Published: December 2002
We just returned from a day trip to Los Algodones where we purchased some arthritic medicine. After having read the article by David saying I could bring back 50 doses of a controlled drug if I had a prescription by a Mexican Dr., I went that route. Got the prescription for 20 tablets of Percodan.
However, when we came back to the border the Customs Officials detained me, told us we could NOT take ANY controlled substance into US unless we also had a US prescription. They told us to take it back to the DR. in Algodones and get our money back. Luckily, he did refund our money which was $30.00.. Lesson learned... Just thought we would pass this on. Pat Phoenix, AZ.
David El Codo Eidell Replies: The following excerpted paragraph is from today's U.S. Customs Website "Guide For Travelers" Regarding importation of prescription medicines for personal use:
The U.S. Customs Service enforces Federal laws and regulations, including those of the Drug Enforcement Administration (DEA) and the Food and Drug Administration (FDA). A new bill was recently passed by Congress that amends a portion of the Controlled Substances Act (21USC956(a)). This amendment allows a United States resident to import up to 50 dosage units of a controlled medication without a valid prescription at an international land border.
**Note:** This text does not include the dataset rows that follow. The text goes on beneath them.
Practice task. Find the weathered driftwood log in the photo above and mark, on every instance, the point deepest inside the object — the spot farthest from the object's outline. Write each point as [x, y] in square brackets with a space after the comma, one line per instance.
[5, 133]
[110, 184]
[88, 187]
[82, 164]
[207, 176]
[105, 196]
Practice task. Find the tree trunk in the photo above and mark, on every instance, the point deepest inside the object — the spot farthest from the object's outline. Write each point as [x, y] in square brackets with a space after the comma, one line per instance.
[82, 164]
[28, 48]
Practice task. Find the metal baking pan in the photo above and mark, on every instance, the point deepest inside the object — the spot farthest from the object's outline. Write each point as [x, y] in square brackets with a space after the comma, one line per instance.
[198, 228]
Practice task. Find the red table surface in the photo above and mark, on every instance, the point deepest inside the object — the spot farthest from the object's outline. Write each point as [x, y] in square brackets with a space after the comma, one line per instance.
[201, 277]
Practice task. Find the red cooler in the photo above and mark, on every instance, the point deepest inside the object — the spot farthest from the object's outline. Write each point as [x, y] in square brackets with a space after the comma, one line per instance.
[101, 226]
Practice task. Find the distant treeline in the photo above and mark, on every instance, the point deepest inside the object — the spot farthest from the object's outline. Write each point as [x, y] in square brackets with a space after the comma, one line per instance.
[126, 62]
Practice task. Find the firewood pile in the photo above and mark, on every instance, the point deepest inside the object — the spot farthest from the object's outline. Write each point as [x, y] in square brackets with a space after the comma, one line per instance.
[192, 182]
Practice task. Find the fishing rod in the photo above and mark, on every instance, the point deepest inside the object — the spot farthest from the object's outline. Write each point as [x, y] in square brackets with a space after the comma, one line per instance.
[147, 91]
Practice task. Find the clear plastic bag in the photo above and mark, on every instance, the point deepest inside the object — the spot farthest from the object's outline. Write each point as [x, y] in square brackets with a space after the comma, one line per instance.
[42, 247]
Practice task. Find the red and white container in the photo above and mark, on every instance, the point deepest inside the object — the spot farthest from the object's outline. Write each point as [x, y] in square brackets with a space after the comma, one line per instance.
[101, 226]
These medications must be declared upon arrival, be for your own personal use and in their original container. However, travelers should be aware that drug products which are not approved by the U.S. Food and Drug Administration may not be acceptable for such importation. FDA warns that such drugs are often of unknown quality and discourages buying drugs sold in foreign countries. Please go to http://www.fda.gov/ora/import/purchasing_medications.htm for further information.
I strongly suspect that a maverick inspector decided to impart his own version of exactly what is allowable. A citizen is allowed to "appeal" a customs inspector's "decision" on the spot to the supervisor on duty. If the supervisor over rides the agent's decision then the matter is settled right then and there.
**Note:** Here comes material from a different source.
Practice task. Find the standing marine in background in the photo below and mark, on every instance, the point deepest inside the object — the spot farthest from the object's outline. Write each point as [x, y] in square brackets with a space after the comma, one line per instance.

If a supervisor were to "agree" with the agent and disallow the medication, this is what I would do:
1) Politely ask for the supervisor's full name and badge number.
2) Redirect your question to read: "EXACTLY WHY IS THIS MEDICINE DISALLOWED ENTRY FOR MY OWN PERSONAL USE?" Carefully copy the answer down (word for word).
3) Ask for the telephone number and or mailing address of the PORT DIRECTOR of that particular port and the telephone number of the relevant department of US CUSTOMS in Washington DC.
4) When you get home FOLLOW UP on your grievance. Mail a copy of your letter to the Port Director and an exact copy to US Customs Washington, DC. Follow up with a telephone call.
US Customs agents remind me of a lot of Mexican cops -- they get rather sloppy on enforcement because few "customers" take the time to complain. The more organized, detached and polite the complaints become, the more serious the Port Director and Washington DC will take them. And keep in mind my favorite saying about US Customs Agents: "They don't have to be smart -- just suspicious"
As late as 2001, a US Customs Agent tried to be Dick Tracy with Celebrex. He mistakenly thought Celebrex was somehow related to Valium and remarked "That Stuff's Illegal!" His supervisor (a-special-agent) frowned slightly as he over-rode the agent's decision. The only thing that the complaining agent remarked was "Next!"
BUT...BUT...BUT... A caveat needs to be added to the articles about this particular "rub". One careless decision by a federal flunky could ruin someone's carefully laid plans to LEGALLY obtain medicine for a LEGITIMATE medical reason.